Behaviour of a power supply / Constant modes

When RUN is pressed, the internal generator will start building up the high voltage at the output terminals while voltage and current are constantly measured and power is calculated. When one of the pre-set parameters is exceeded, the generator will stop rising and starts to adjust the Voltage to keep that parameter constant.

When one of the other parameters is exceeded while the power supply is already in constant mode, it will switch to the newly exceeded parameter to be held constant.

Make sure that the limits of the parameters that are not ought to be held constant, are set to a sufficient high value:

Constant voltage

To keep the voltage constant, program the desired voltage and a higher current and power than the maximum expected values:

  • Current > Voltage / Resistance
  • Power > Voltage x Current

Constant current

To keep the current constant, program the desired current and a higher voltage and power than the maximum expected values:

  • Voltage > Current x Resistance
  • Power > Voltage x Current

Constant power

To keep the power constant, program the desired power and a higher voltage and current than the maximum expected values:

  • Voltage > Current x Resistance
  • Current > Voltage / Resistance

Why are my output values different from those of a similar experiment?

Either your programmed parameters are not equal to those described or the resistance of your electrophoresis unit is different (see above).

It cannot be due to e.g. an other model of power supply as the relations between Voltage, Current, Power and Resistance are monitored in the same way by any instrument (the electrical laws cannot be disregarded!).

What about connecting more than one unit to the same power supply?

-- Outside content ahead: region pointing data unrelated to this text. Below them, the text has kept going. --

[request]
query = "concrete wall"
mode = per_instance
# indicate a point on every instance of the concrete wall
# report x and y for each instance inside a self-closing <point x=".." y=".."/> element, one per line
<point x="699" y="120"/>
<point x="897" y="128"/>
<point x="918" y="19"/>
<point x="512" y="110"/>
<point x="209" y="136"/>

The outlets being in parallel each electrophoresis unit will be supplied with exactly the same voltage. However, current and power may differ due to differences between them even when the same model, gel, buffers, etc… are used. Therefore, it is recommended to run several electrophoresis units only in the constant Voltage mode on the same power supply.

The total current and power of the power supply will rise for each tank connected to it. The sum of the currents of each tank may not exceed the maximum current of the power supply, the same for the sum of the required power.